Ambulatory monitoring of respiratory effort using a clothing-adhered biosensor

Ambulatory monitoring of respiratory effort using a clothing-adhered biosensor

Abstract— Accurate ambulatory sensing of patterns of respiratory effort has long eluded biomedical researchers. Though the data would inform clinical decision-making, the lack of sensors suitable for such data collection stymies clinical impact. This study describes an approach to sensing respiratory effort via thoracic and/or abdominal excursion in a form that affords longitudinal and continuous adherence. This approach leverages force-based sensors embedded in a clothing-adhered form factor to reduce user inconveniences. The primary benefit of this approach is user acceptance: it can monitor data longitudinally while addressing impactful user inconvenience issues with existing devices.
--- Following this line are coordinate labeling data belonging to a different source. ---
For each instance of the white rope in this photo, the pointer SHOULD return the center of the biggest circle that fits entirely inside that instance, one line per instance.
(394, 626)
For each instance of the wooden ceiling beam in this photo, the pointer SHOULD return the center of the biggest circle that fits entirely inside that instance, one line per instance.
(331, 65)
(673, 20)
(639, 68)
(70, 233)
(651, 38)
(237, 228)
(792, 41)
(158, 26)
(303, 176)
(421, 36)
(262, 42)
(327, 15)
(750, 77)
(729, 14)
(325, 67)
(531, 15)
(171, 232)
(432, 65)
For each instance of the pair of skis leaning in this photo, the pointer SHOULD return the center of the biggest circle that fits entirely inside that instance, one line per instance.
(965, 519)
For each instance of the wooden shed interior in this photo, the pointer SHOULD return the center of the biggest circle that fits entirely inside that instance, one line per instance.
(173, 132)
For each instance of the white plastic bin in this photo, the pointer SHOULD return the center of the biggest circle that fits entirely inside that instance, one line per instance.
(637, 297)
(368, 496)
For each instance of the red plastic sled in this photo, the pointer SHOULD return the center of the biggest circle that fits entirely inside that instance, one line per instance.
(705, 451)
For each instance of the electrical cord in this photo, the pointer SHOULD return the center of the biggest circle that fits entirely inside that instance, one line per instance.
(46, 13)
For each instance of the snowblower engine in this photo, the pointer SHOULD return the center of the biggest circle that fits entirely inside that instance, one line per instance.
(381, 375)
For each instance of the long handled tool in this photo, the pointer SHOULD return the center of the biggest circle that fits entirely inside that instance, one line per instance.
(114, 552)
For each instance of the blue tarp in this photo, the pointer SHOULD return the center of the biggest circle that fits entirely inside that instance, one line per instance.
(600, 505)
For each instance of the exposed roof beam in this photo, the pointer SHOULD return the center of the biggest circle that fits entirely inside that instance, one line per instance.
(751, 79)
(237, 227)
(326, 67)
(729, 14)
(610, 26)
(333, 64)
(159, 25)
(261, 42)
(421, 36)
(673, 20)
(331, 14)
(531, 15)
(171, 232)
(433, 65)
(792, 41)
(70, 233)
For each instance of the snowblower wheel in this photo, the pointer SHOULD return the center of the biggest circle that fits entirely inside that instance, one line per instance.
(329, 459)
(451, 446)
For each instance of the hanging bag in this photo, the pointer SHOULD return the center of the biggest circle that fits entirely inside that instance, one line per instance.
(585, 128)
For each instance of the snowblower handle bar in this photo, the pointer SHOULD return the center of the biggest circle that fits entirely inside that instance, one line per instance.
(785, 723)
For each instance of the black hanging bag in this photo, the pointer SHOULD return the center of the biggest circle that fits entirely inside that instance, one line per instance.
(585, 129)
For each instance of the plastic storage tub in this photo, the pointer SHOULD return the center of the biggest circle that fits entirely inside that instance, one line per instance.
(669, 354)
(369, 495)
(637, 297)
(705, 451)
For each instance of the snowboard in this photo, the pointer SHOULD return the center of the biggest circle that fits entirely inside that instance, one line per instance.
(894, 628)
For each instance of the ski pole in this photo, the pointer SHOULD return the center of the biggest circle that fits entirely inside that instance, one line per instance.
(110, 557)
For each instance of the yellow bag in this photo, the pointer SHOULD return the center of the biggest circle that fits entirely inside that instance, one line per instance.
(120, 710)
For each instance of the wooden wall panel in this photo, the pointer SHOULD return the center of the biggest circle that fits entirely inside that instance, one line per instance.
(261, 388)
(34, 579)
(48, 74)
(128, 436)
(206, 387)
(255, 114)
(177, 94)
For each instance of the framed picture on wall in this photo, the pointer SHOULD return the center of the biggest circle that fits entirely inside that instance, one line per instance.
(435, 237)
Compared to a ground truth monitor of respiratory effort, and across both cognitive and physical tasks, the present approach resulted in a relative median error of 6.8% and mean absolute error of 1.8 breaths per min (SD=0.14). Sensor location affected performance, with chest-worn sensors outperforming waist-worn sensors. A more granular analysis of temporal markers of the respiratory cycle showed high agreement with ground truth; end-of-expiration temporal markers exhibited the least precision. The results indicate that this approach can be used to monitor respiratory effort accurately and theoretically with high adherence.